The ABI said the changes they proposed would mean:
- £60bn of the c.£300bn funds held in Matching Adjustment portfolios could be re-invested if rules allow pension funds that insurers manage to invest in a broader and greener range of assets. It is currently much easier to invest in a highly-rated mining company than it is to invest for 30 years in a wind farm. The Matching Adjustment exists to ensure that long-term investments designed to pay long-term liabilities such as annuities are not valued on a short-term basis. The current framework, designed in the aftermath of the financial crisis, forces insurers and long-term savings providers to invest heavily in highly-rated corporate debt and in sovereign bonds. This skews investment towards non-green investments and makes it harder to invest in renewable energy, infrastructure and companies that will be vital to a successful transition to net zero. Amending the Matching Adjustment rules will ensure it reflects the types of investment that are safer and more productive in a world that will be changing rapidly to meet the challenges of climate change.
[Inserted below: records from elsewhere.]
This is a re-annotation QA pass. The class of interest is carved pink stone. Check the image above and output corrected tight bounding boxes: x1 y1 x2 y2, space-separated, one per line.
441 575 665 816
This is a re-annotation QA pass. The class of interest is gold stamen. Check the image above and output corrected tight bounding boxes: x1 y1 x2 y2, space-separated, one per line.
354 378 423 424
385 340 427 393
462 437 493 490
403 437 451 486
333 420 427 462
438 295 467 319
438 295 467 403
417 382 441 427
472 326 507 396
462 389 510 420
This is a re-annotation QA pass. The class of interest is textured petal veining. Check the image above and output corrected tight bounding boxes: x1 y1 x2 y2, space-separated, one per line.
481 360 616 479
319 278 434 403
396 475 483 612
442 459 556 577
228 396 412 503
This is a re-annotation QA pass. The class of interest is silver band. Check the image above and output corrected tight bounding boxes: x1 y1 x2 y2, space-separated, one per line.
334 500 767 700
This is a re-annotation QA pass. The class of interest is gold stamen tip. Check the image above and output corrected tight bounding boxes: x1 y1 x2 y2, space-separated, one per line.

- £35bn of capital currently backing the Risk Margin, solvency capital requirement (SCR) and firms’ capital buffers could be redeployed either to increase investment in the sector, support the annuity market, or be returned to shareholders for investment elsewhere in the economy. The Risk Margin is an additional layer of capital, introduced by the EU, that insurers are required to hold over and above what they need to meet their obligations to customers and their capital requirement buffer. It is calculated by a formula that is overly-sensitive to very low interest rates, forcing insurers to hold billions of excess capital for no purpose and contributing to low levels of supply and competition in the annuity market.
- £16.6bn would be generated in additional annual GDP in the UK by 2051 at no cost to the Government. Every £1 productivity enhancement in 2021 will lead to a nearly £4 improvement in GDP in 2051. This is equivalent to a net present value economic benefit of c.£190bn in additional GDP over the next 30 years.
- An extra £1.4bn by 2030 could be received by the Exchequer in tax as a result of the economic growth.
- World-leading standards of policyholder protection would continue. The UK regulatory framework would remain one of the most sophisticated in the world, offering a high level of protection for policyholders. Insurers would continue to be required to hold capital to withstand a 1-in-200-year shock, take a sophisticated approach to risk management, and be subject to close and continuous supervision by the Prudential Regulation Authority
The Government is also undertaking a consultation on the Financial Services Future Regulatory Framework (FRF) review, launched in parallel to the Solvency II review. The ABI said it viewed this as is an important review to “ensure we have a UK regulatory system that is designed for the UK market”.
“Legislating for and implementing changes to the whole financial services regulatory system is naturally a longer-term commitment so it is essential that these targeted Solvency II reforms are delivered first as we look ahead to the post-COVID-19 economic recovery, and to the role the UK has to play in tackling climate change in the run up to COP26,” it added.